Zeppelin guys still had to avoid giving a durn about most things, however, it wasn’t a cloak against being ostracized. A Zeppelin guy still had to hate Beverly Hills 90210, Michael Jackson and Tom Cruise movies, and Zeppelin guys were still not able to say ‘My Nana’ in public.

A Zeppelin guy still had to fortify their Zeppelin guy status, then the Zeppelin guy status if they were lucky enough to achieve it. A Zeppelin guy still had to guard himself against complacency in the Zep guy world, or they could lose their status. It was right to enjoy the music on the album In Through the Out Door, for example, but a true Zeppelin guy could not love it. There were far too many synthesizers on that album. John Paul Jones had far too much influence on that album. It lacked the raw, Page/Plant magic of the first six albums, and if a fella wanted to maintain their The Zeppelin guy status, they had to know that.

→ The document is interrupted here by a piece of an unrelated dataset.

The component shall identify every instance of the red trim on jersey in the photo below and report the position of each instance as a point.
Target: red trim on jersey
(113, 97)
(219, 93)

We all realize that the brain of a groundhog is less complex than that of the human’s, but we also know that even the most simplistic, primal minds react to music. If a groundhog listens to the same music, over time, will they develop an affinity for certain kinds of music? Will certain groups of groundhogs break out of the pack and develop discerning tastes? Will these groups begin to develop an affinity for Zeppelin over Genesis? Will they begin to ostracize Genesis lovers for the mileage it gains them in their group? Would they reach a point, in their progression, where it was no longer about the music for them but the iconography and complexities they developed in their particular group in the groundhog community for the music they chose to love? Would their love for the music strengthen over time? If it did, would it reach a point where one could characterize it as complex, or, would we deem it a simple desire to belong to that group of groundhogs that listened to that form of music, and would the groundhogs ever begin to see the distinction for what it was?